【IF】あったかもしれない戦う死神参謀閣下 その2。

 炎の背後から影が現れた。

 そんな、まったくもって意味を成さないような表現で伝えられた報告に、彼らは顔をしかめ、首を捻った。這々の体で逃げ帰ってきたと思しき配下に、怒鳴ることも忘れない。報告ならばもうちょっとわかりやすくしろ、と言いたかったのだろう。

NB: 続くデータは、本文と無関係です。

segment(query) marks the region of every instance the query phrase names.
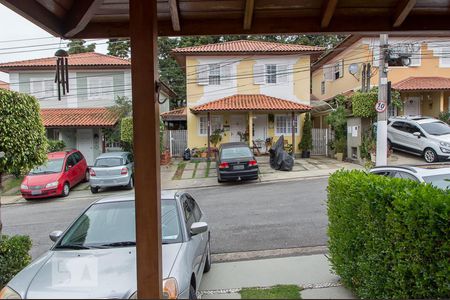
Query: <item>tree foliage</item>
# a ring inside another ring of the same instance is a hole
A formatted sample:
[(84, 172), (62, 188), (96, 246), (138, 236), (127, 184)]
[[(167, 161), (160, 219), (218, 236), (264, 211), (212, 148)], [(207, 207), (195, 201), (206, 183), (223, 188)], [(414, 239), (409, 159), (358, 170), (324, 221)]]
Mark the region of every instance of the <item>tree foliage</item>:
[(109, 39), (107, 43), (108, 43), (108, 55), (117, 56), (121, 58), (130, 57), (130, 40)]
[(67, 47), (69, 47), (69, 54), (78, 54), (78, 53), (86, 53), (86, 52), (94, 52), (95, 51), (95, 43), (85, 45), (85, 40), (70, 40), (67, 43)]
[[(107, 142), (118, 142), (121, 141), (121, 122), (122, 119), (130, 116), (132, 113), (132, 102), (131, 99), (125, 96), (118, 96), (116, 98), (115, 104), (108, 108), (114, 115), (119, 117), (119, 123), (114, 128), (103, 129), (103, 134)], [(124, 150), (129, 150), (129, 145), (122, 145)]]
[(305, 122), (303, 124), (302, 140), (298, 144), (298, 148), (302, 151), (309, 151), (313, 147), (312, 142), (312, 121), (311, 114), (306, 113)]
[[(352, 111), (355, 117), (374, 119), (377, 116), (375, 104), (378, 101), (378, 87), (373, 87), (369, 92), (355, 92), (350, 96)], [(401, 107), (403, 103), (400, 100), (400, 93), (391, 90), (391, 105)]]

 だが、泣きそうになりながら報告をした部下は、間違っていないのだ。彼にはそうとしか見えなかった。雄々しい炎の背後から、細身で小柄な影が現れて、そして、一瞬で全てを葬り去ったのだ。何故彼だけが生き延びたのか、生き残ったのか、意味がわからないほどに圧倒的であったのだ。


「まぁ、普通に考えて、アジトまで案内させるために生かしたってことだけど」


 場にそぐわない若者の声が聞こえて、男達は驚いたように振り返った。そこには、どこぞの侍従と思しき服装をした《少年》が立っていた。希少価値の高すぎる、黒髪黒目の持ち主。両方を兼ね備えるモノなどそうそういないと言われる黒、それも圧倒的なまでの純度を誇る黒を身に纏う存在は、年端もいかない子供に見えた。侍従の服装と、黒髪黒目に白い肌と、暢気に笑っている表情と、細い体躯に似合わぬ両刃の大剣ツーハンデッドソードとがあまりにも異質であった。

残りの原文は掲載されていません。